Balthazard explained that brains can be trained using positive and negative reinforcement, in the same way that disorders like ADD are treated.

A subject is wired to software programmed to recognize "correct" functioning of a specific part of the brain. If the brain isn't performing correctly, there is a negative reinforcement, such as a noise emitted from a speaker at an unpleasant frequency. "The brain is amazing at adjusting so it doesn't get the negative feedback," he told CNN.

But others think it may prove difficult to develop something as intangible as leadership.
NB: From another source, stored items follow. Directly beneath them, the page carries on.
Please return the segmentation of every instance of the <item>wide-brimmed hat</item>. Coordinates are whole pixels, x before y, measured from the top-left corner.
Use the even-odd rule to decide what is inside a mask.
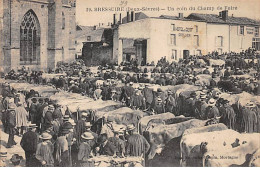
[[[75,121],[73,119],[69,119],[69,123],[71,123],[72,126],[76,125],[76,123],[75,123]]]
[[[135,129],[135,126],[133,124],[130,124],[130,125],[127,125],[127,130],[130,131],[130,130],[134,130]]]
[[[7,149],[3,145],[0,146],[0,158],[1,157],[7,157]]]
[[[63,116],[63,120],[69,120],[70,119],[70,116],[69,115],[64,115]]]
[[[54,106],[53,106],[53,105],[49,105],[49,106],[48,106],[48,110],[51,110],[51,109],[54,109]]]
[[[91,127],[92,125],[91,125],[90,122],[85,122],[85,123],[84,123],[84,126],[85,126],[85,127]]]
[[[168,94],[173,94],[173,92],[171,90],[168,90]]]
[[[254,102],[250,101],[246,104],[246,107],[256,107],[256,104]]]
[[[87,112],[82,112],[82,113],[81,113],[81,116],[82,116],[82,117],[88,117],[88,113],[87,113]]]
[[[14,104],[14,103],[10,103],[9,105],[8,105],[8,109],[9,110],[14,110],[16,108],[16,105]]]
[[[73,126],[70,122],[65,122],[63,125],[62,125],[62,129],[73,129]]]
[[[51,136],[49,133],[44,132],[44,133],[42,133],[42,135],[40,136],[40,138],[47,140],[47,139],[51,139],[52,136]]]
[[[215,99],[209,99],[208,105],[209,106],[214,106],[216,104],[216,100]]]
[[[133,83],[133,82],[130,82],[129,84],[130,84],[130,85],[133,85],[134,83]]]
[[[116,93],[116,90],[115,89],[111,90],[111,93]]]
[[[87,139],[87,140],[91,140],[94,139],[94,136],[92,135],[92,133],[90,132],[85,132],[81,135],[81,138],[83,139]]]

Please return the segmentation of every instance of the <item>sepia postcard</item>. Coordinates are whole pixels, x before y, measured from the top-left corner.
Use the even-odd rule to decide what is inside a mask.
[[[0,0],[0,167],[260,167],[259,0]]]

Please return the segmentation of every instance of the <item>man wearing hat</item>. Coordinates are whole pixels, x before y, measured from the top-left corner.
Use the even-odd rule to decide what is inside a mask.
[[[220,114],[219,123],[225,124],[229,129],[235,129],[236,113],[228,100],[223,100],[223,112]],[[219,109],[220,111],[220,109]]]
[[[35,154],[38,144],[38,134],[36,133],[36,124],[29,124],[29,131],[26,132],[20,142],[21,147],[25,152],[26,167],[35,167],[37,161],[35,160]]]
[[[101,90],[102,100],[110,100],[109,85],[106,82],[103,83]]]
[[[93,140],[93,146],[96,144],[97,139],[98,139],[98,134],[96,134],[95,132],[91,131],[91,123],[90,122],[85,122],[85,132],[89,132],[94,136],[94,140]]]
[[[52,125],[53,112],[54,112],[54,106],[49,105],[48,111],[45,113],[45,116],[44,116],[44,130],[46,129],[46,127],[49,127],[50,125]]]
[[[88,113],[82,112],[79,120],[76,122],[75,126],[75,136],[76,136],[76,144],[79,147],[81,143],[81,135],[85,132],[85,122],[88,117]]]
[[[29,114],[30,114],[30,121],[32,123],[36,123],[36,115],[37,115],[37,99],[32,98],[32,104],[29,108]]]
[[[128,136],[126,137],[126,156],[145,156],[150,149],[150,144],[140,134],[133,124],[127,126]]]
[[[130,99],[130,107],[132,109],[145,109],[145,99],[142,95],[140,95],[140,91],[136,90],[135,94]]]
[[[54,166],[54,158],[53,151],[54,146],[50,141],[52,136],[48,133],[42,133],[40,139],[41,143],[37,145],[36,150],[36,159],[41,163],[43,167],[53,167]]]
[[[171,90],[168,90],[168,97],[166,98],[165,110],[166,112],[175,113],[176,109],[176,101],[173,97],[173,93]]]
[[[94,91],[94,100],[99,100],[102,98],[102,90],[100,89],[100,85],[97,85],[97,89]]]
[[[165,113],[164,103],[159,96],[156,98],[156,102],[155,102],[155,106],[154,106],[154,112],[156,114]]]
[[[133,88],[133,82],[130,82],[129,86],[122,89],[123,99],[125,99],[127,106],[130,106],[130,99],[134,93],[135,89]]]
[[[106,133],[100,135],[97,147],[95,148],[97,155],[116,156],[116,147],[111,141],[108,141],[108,139]]]
[[[145,88],[142,90],[142,94],[145,98],[145,109],[150,111],[151,104],[153,102],[153,91],[149,89],[149,84],[145,84]]]
[[[59,167],[70,166],[69,142],[67,139],[67,135],[70,133],[70,128],[72,128],[72,126],[70,126],[69,124],[64,125],[60,131],[60,136],[57,138],[57,141],[55,143],[55,164]]]
[[[15,127],[16,127],[16,106],[14,103],[9,104],[9,109],[7,111],[7,127],[9,130],[9,137],[7,148],[12,148],[13,145],[16,145],[14,141]]]
[[[206,119],[212,119],[219,117],[219,110],[216,107],[216,100],[211,98],[208,101],[208,107],[206,109]]]
[[[114,123],[114,118],[112,116],[108,116],[106,119],[106,123],[102,126],[100,134],[107,134],[107,137],[113,137],[114,136],[114,131],[113,131],[113,123]]]
[[[200,99],[198,101],[195,102],[195,118],[197,119],[206,119],[205,115],[206,115],[206,108],[208,107],[207,102],[207,95],[204,92],[200,93]]]
[[[80,167],[93,167],[93,162],[88,161],[89,158],[93,156],[92,150],[93,148],[90,145],[90,141],[94,139],[94,136],[85,132],[81,135],[82,143],[79,146],[78,152],[78,163]]]
[[[257,114],[255,112],[255,103],[250,101],[242,108],[242,120],[239,120],[240,131],[246,133],[257,132]]]
[[[16,108],[16,127],[19,135],[23,135],[23,130],[27,127],[27,117],[29,117],[29,114],[22,106],[22,102],[19,101]]]
[[[114,145],[117,156],[125,157],[125,142],[119,138],[120,133],[124,133],[124,131],[119,126],[116,126],[114,128],[115,136],[109,138],[108,141]]]
[[[187,116],[195,117],[194,111],[195,111],[195,103],[197,101],[196,96],[197,96],[196,92],[192,92],[190,94],[190,97],[186,100],[187,105],[185,107],[185,112]]]

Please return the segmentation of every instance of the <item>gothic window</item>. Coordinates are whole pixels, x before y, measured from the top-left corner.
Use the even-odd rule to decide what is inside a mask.
[[[65,29],[65,15],[64,12],[62,12],[62,29]]]
[[[20,63],[40,63],[40,24],[32,10],[24,15],[20,25]]]

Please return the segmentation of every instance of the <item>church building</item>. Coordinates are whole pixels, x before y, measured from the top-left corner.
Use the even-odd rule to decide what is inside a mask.
[[[76,0],[0,0],[0,19],[1,71],[75,59]]]

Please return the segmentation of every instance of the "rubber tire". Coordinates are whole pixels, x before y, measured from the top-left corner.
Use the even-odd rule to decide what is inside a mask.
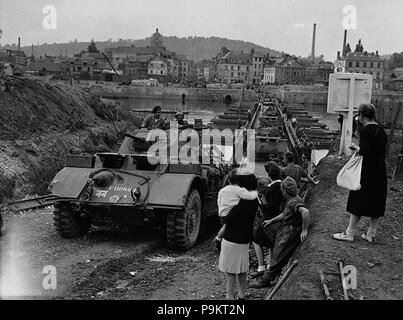
[[[58,234],[63,238],[77,238],[87,234],[91,221],[79,217],[68,204],[56,203],[53,210],[53,222]]]
[[[192,208],[196,206],[197,223],[191,235],[188,233],[188,219]],[[200,194],[192,189],[186,199],[185,208],[182,211],[169,212],[167,215],[167,243],[173,250],[185,251],[192,248],[200,234],[202,223],[202,205]]]
[[[6,234],[6,227],[3,222],[2,213],[0,212],[0,237],[4,236],[5,234]]]

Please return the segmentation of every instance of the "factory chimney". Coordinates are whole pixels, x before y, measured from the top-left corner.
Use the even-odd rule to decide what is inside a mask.
[[[21,38],[18,37],[18,51],[21,50]]]
[[[315,59],[315,38],[316,38],[316,23],[313,24],[312,51],[311,51],[312,60]]]
[[[343,50],[341,50],[342,58],[346,57],[346,42],[347,42],[347,30],[344,30]]]

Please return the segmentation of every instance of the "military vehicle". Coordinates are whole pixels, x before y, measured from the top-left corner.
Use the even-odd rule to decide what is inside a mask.
[[[69,154],[49,185],[49,195],[9,207],[27,210],[53,204],[54,226],[65,238],[83,236],[91,225],[159,223],[166,228],[169,247],[191,248],[203,219],[218,213],[218,191],[230,168],[152,164],[147,150],[155,141],[147,141],[147,133],[127,133],[116,153]]]

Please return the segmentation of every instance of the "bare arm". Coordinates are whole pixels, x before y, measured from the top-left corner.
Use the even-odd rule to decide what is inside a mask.
[[[239,189],[238,196],[244,200],[255,200],[257,198],[257,191],[248,191],[246,188]]]
[[[319,181],[315,181],[305,170],[302,171],[302,178],[301,180],[308,180],[310,183],[318,184]]]
[[[306,238],[306,235],[308,234],[310,214],[309,214],[309,210],[304,207],[300,207],[299,212],[301,213],[301,217],[302,217],[301,241],[304,241]]]
[[[273,219],[263,221],[262,226],[266,227],[269,224],[272,224],[277,221],[281,221],[283,219],[284,219],[284,212],[280,213],[277,217],[274,217]]]
[[[313,180],[312,177],[309,174],[307,174],[307,179],[309,180],[310,183],[313,183],[313,184],[318,184],[319,183],[319,181]]]

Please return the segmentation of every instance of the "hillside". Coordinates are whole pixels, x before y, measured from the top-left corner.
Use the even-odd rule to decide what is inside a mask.
[[[117,46],[131,46],[145,47],[150,45],[151,38],[141,39],[141,40],[123,40],[119,41],[96,41],[98,49],[105,49]],[[189,59],[200,61],[202,59],[210,59],[216,55],[221,47],[227,47],[230,50],[236,51],[249,51],[250,49],[255,49],[258,51],[263,51],[270,53],[271,55],[279,55],[280,52],[272,50],[270,48],[264,48],[262,46],[256,45],[252,42],[245,42],[240,40],[231,40],[219,37],[164,37],[164,44],[167,50],[176,52],[177,54],[186,55]],[[63,56],[66,55],[66,50],[68,56],[79,53],[82,50],[86,50],[89,42],[70,42],[70,43],[53,43],[53,44],[41,44],[34,46],[34,55],[36,57],[43,56],[45,54],[51,56],[58,56],[62,53]],[[3,49],[16,49],[14,46],[2,46]],[[31,46],[21,48],[27,56],[31,55]]]
[[[140,121],[79,88],[0,76],[0,206],[44,194],[72,148],[113,150]]]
Dr Bob Kentridge, a member of the Cognitive Neuroscience Research Unit at Durham University, in England, told CNN, "Even if you find differences in the brains of people with different leadership abilities, it's very difficult to say if that difference is just related to leadership.

"It could be due to all sorts of things that might be fairly tangentially related to leadership."
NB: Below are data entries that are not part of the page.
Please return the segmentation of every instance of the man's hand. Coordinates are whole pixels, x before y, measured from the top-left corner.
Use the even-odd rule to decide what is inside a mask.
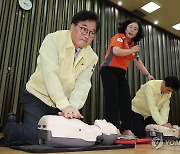
[[[173,127],[170,123],[164,124],[163,126],[167,127],[167,128],[172,128]]]
[[[76,118],[76,119],[80,119],[83,118],[83,116],[80,114],[80,112],[74,108],[73,106],[67,106],[65,108],[62,109],[61,112],[58,112],[58,114],[60,116],[64,116],[65,118]]]

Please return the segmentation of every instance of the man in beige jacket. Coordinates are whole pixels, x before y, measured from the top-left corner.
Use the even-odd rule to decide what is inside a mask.
[[[168,123],[170,98],[173,91],[180,88],[180,81],[175,76],[164,80],[146,82],[132,99],[132,131],[139,137],[146,137],[145,127],[158,124],[171,128]]]
[[[37,67],[22,93],[23,123],[9,114],[4,135],[9,143],[38,142],[38,121],[44,115],[82,118],[81,109],[91,88],[90,78],[98,61],[90,44],[100,28],[97,15],[80,11],[70,30],[51,33],[44,39]]]

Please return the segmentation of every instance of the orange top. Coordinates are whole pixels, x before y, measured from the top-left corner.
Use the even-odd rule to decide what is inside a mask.
[[[109,47],[106,51],[104,62],[101,64],[101,67],[112,66],[118,67],[127,70],[130,60],[135,59],[135,54],[129,54],[127,56],[116,56],[113,54],[112,47],[118,46],[121,49],[130,49],[134,46],[134,42],[129,40],[124,34],[117,33],[112,37]]]

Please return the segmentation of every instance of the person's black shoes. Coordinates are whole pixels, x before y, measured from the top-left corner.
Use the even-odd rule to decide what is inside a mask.
[[[13,112],[8,113],[6,123],[8,123],[8,122],[16,122],[16,114],[15,113],[13,113]]]
[[[16,123],[16,114],[13,112],[8,113],[6,124],[4,129],[2,130],[4,138],[7,138],[9,129],[13,127],[13,125]]]
[[[8,143],[6,142],[5,137],[0,138],[0,147],[8,147]]]

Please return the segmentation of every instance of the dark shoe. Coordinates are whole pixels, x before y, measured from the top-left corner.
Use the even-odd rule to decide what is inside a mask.
[[[7,138],[9,129],[13,127],[13,125],[16,124],[16,114],[13,112],[8,113],[6,124],[4,129],[2,130],[3,136]]]
[[[6,122],[16,122],[16,114],[13,112],[8,113]]]
[[[0,138],[0,147],[8,147],[8,143],[6,142],[6,139],[4,137]]]

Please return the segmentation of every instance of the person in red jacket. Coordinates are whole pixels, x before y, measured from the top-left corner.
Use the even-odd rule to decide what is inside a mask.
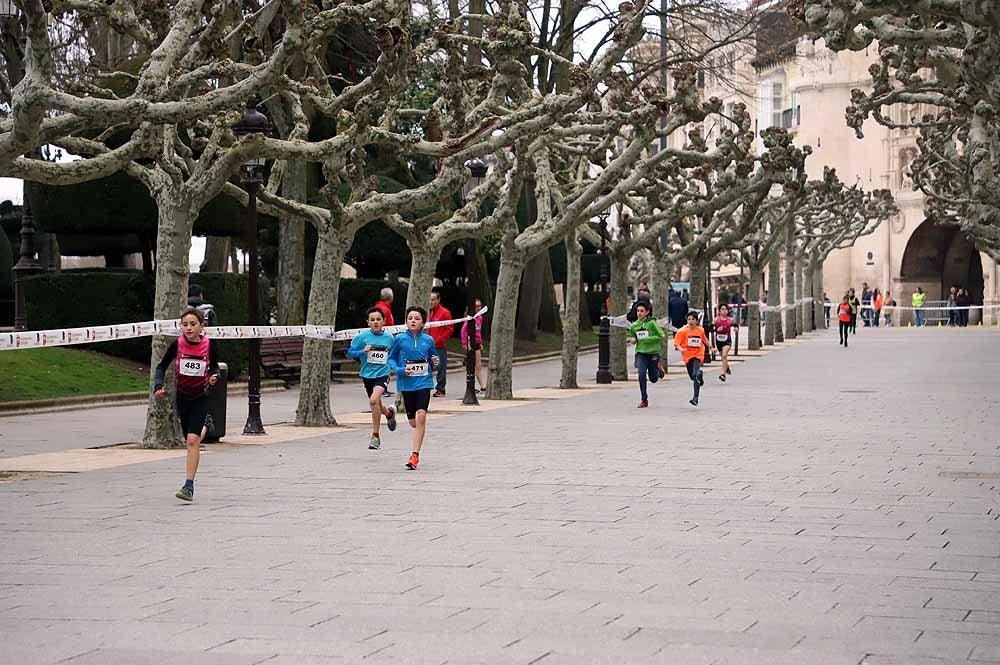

"Leadership is such a fuzzy quality that it's hard to say conclusively what you are changing," Kentridge added. "You might change things that contribute to leadership, for example people might learn to stay calmer in conflict situations, but is that the same as saying you're improving the leadership center of your brain?"

So, what's inside the brain of a born leader? Interestingly, intelligence is not a requirement. "There's zero correlation between IQ and leadership," Balthazard told CNN.

"Emotion control has a lot to do with leadership. People who lead very well tend to have a much more coherent brain on the emotional, right side, and more differentiated brain on the more rational, left side, that can assess more different options."

Balthazard says that although he has identified brain profiles for antecedents to leadership, he stresses that before he can produce a set of exercises designed to improve leadership itself, he must develop a "leadership norm" -- a standard for what makes a good leader.

He has currently analyzed the brains of between 200 and 225 subjects, including bankers and military leaders, and says he must test twice that amount before he has his "norm."

But he said plenty of people are already going to neurotherapists to train their brain for skills linked to leadership, such as decision-making, cognition, and memory retrieval, and Balthazard says he'll soon be able to use neuotherapy techniques to develop leadership itself.

"At some point in the next 18 months we'll have a seminal paper out that says we've done this. We're not there yet but I've seen it in the lab."

If that happens, budding CEOs might be queuing up at neurotherapists to plug themselves in and turn themselves into the business brains of the future.